裕奈は渉のノートを胸に、少しずつ以前の自分を取り戻しつつあった。


演技への自信が蘇り、現場では「まるで別人みたいだ」と周囲から賞賛の声が上がるほどだった。

輝きを失っていた時期を知るスタッフたちは、彼女の変化に目を見張り、監督も深く頷いていた。
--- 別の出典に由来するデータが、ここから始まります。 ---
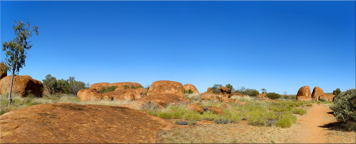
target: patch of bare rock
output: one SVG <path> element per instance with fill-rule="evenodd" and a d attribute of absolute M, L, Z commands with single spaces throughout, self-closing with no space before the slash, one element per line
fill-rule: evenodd
<path fill-rule="evenodd" d="M 127 107 L 68 103 L 12 111 L 0 123 L 0 143 L 152 143 L 157 130 L 172 125 Z"/>
<path fill-rule="evenodd" d="M 0 80 L 0 94 L 9 92 L 12 75 L 5 76 Z M 23 97 L 27 97 L 29 92 L 36 96 L 42 96 L 43 84 L 42 82 L 32 79 L 28 75 L 15 75 L 12 82 L 12 93 L 17 94 Z"/>

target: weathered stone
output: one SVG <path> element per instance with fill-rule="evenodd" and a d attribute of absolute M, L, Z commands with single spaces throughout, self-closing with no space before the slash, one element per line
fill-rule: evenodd
<path fill-rule="evenodd" d="M 203 108 L 200 107 L 200 103 L 198 102 L 194 103 L 188 106 L 185 109 L 191 111 L 195 111 L 200 113 L 203 113 L 204 112 L 204 111 L 203 110 Z"/>
<path fill-rule="evenodd" d="M 231 97 L 231 90 L 225 86 L 219 87 L 219 95 L 224 97 Z"/>
<path fill-rule="evenodd" d="M 116 82 L 116 83 L 113 83 L 112 84 L 110 84 L 108 85 L 108 86 L 117 86 L 117 88 L 115 89 L 115 91 L 122 90 L 124 89 L 124 86 L 125 85 L 127 85 L 127 86 L 129 86 L 130 87 L 132 86 L 134 86 L 135 87 L 137 87 L 137 86 L 142 86 L 141 84 L 138 84 L 136 82 Z"/>
<path fill-rule="evenodd" d="M 297 99 L 300 101 L 310 101 L 312 99 L 312 93 L 310 92 L 310 88 L 309 86 L 304 86 L 298 90 L 297 94 Z"/>
<path fill-rule="evenodd" d="M 193 94 L 199 94 L 199 91 L 197 89 L 195 86 L 191 84 L 186 84 L 183 85 L 183 88 L 184 90 L 188 90 L 189 89 L 193 91 Z"/>
<path fill-rule="evenodd" d="M 152 94 L 173 94 L 182 97 L 184 89 L 182 84 L 168 80 L 156 81 L 152 83 L 147 95 Z"/>
<path fill-rule="evenodd" d="M 5 73 L 2 71 L 2 69 L 4 68 L 4 64 L 2 63 L 0 63 L 0 80 L 7 76 L 7 71 L 5 71 Z"/>
<path fill-rule="evenodd" d="M 219 107 L 215 107 L 213 106 L 209 106 L 209 110 L 215 114 L 220 115 L 225 114 L 225 113 L 224 112 L 224 111 Z"/>
<path fill-rule="evenodd" d="M 0 143 L 153 143 L 158 130 L 173 126 L 127 107 L 68 103 L 14 110 L 0 123 Z"/>
<path fill-rule="evenodd" d="M 0 94 L 9 92 L 12 75 L 5 77 L 0 80 Z M 15 75 L 12 82 L 12 94 L 17 94 L 26 97 L 28 92 L 36 96 L 42 96 L 43 84 L 42 82 L 34 79 L 28 75 Z"/>
<path fill-rule="evenodd" d="M 102 87 L 107 87 L 109 84 L 110 83 L 109 82 L 97 83 L 91 85 L 89 89 L 95 90 L 97 91 L 100 91 L 103 90 Z"/>
<path fill-rule="evenodd" d="M 151 90 L 151 88 L 150 89 Z M 138 100 L 150 101 L 153 100 L 160 100 L 164 102 L 166 104 L 176 105 L 179 104 L 187 104 L 190 101 L 188 98 L 179 96 L 173 94 L 156 94 L 147 95 L 141 97 Z"/>
<path fill-rule="evenodd" d="M 320 96 L 322 96 L 324 95 L 324 91 L 321 88 L 316 86 L 313 90 L 313 92 L 312 93 L 312 95 L 315 96 L 315 100 L 316 100 L 316 101 L 319 101 L 319 97 Z"/>
<path fill-rule="evenodd" d="M 209 101 L 216 98 L 219 96 L 219 94 L 205 92 L 200 94 L 200 99 L 201 100 Z"/>
<path fill-rule="evenodd" d="M 93 89 L 83 89 L 77 94 L 78 99 L 81 101 L 101 100 L 103 97 L 101 94 Z"/>

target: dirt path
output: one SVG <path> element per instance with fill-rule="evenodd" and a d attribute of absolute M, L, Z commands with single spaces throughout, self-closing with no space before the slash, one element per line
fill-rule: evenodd
<path fill-rule="evenodd" d="M 291 139 L 295 143 L 340 143 L 345 136 L 350 139 L 347 142 L 355 143 L 355 133 L 341 132 L 330 130 L 323 126 L 337 121 L 331 113 L 332 111 L 323 104 L 313 103 L 308 110 L 308 113 L 298 116 L 298 122 L 290 128 L 295 135 Z M 342 134 L 344 137 L 339 135 Z M 341 138 L 341 139 L 340 139 Z"/>

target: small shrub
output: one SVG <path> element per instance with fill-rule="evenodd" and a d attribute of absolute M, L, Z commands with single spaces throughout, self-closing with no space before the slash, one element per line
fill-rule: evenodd
<path fill-rule="evenodd" d="M 217 119 L 214 121 L 214 122 L 215 123 L 217 123 L 219 124 L 228 124 L 229 123 L 232 123 L 232 121 L 229 121 L 227 119 Z"/>
<path fill-rule="evenodd" d="M 281 98 L 281 95 L 275 92 L 268 92 L 266 94 L 266 96 L 272 100 Z"/>
<path fill-rule="evenodd" d="M 184 94 L 193 94 L 193 91 L 191 89 L 189 89 L 188 90 L 184 90 Z"/>
<path fill-rule="evenodd" d="M 197 124 L 197 122 L 194 121 L 177 121 L 174 123 L 181 126 L 188 125 L 190 126 Z"/>

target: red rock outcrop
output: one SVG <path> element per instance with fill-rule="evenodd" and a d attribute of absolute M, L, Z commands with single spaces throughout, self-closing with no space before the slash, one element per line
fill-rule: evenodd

「裕奈さん、本当に素晴らしい演技だったよ。この調子で次も頼むね。」

監督の笑顔に、裕奈は小さく頭を下げる。

「ありがとうございます。」


その声は以前より力強く、彼女の内側から光が差しているように感じさせた。

渉が書き留めてくれた言葉たち――「自分を信じて」「君には輝く力がある」――そのすべてが、彼女の心を支えていた。


だが、心のどこかで渉のことが引っかかっていた。

最近、撮影現場で顔を合わせることも減り、会話の時間も少なくなっていた。

彼のノートを通じて支えられている自分に気づきながら、同時に彼の存在を失うのではないかという不安が胸を締めつけた。


そんなある日、裕奈は撮影の合間に事務所を訪れた。

台本の相談をするためだったが、打ち合わせ室から漏れ聞こえる話し声に足を止める。

中には千鶴と住吉がいた。


「渉くん、一週間以内に進路を決めるって言ってるの。」

千鶴の落ち着いた声が響く。


「そうですね。本人も悩んでるみたいですけど、大学に戻る選択肢もあるみたいですし、場合によってはこの事務所を辞めるかもしれないって。」


「ええ。ただ、本人も迷っているみたい。今まで裕奈の補佐をしてきたけど、ずっと続けるつもりはないのかもしれない。」

「渉くん、もうすぐ進路の返事を出すみたいね。一週間以内だって松永さんに言われたって。」

「……裕奈、大丈夫かしらね? 久住くんがいなくなったら、また不安定になっちゃうかも。」

「本人には言わないようにしてますけど、もし彼が辞めたら、どう支えていくか考えないといけませんね。」


裕奈はその言葉を聞いて、息を呑んだ。

一週間――渉が自分の進路を決めるタイムリミット。その重みが心にのしかかった。


(渉……辞めちゃうの?私のそばからいなくなっちゃうの?)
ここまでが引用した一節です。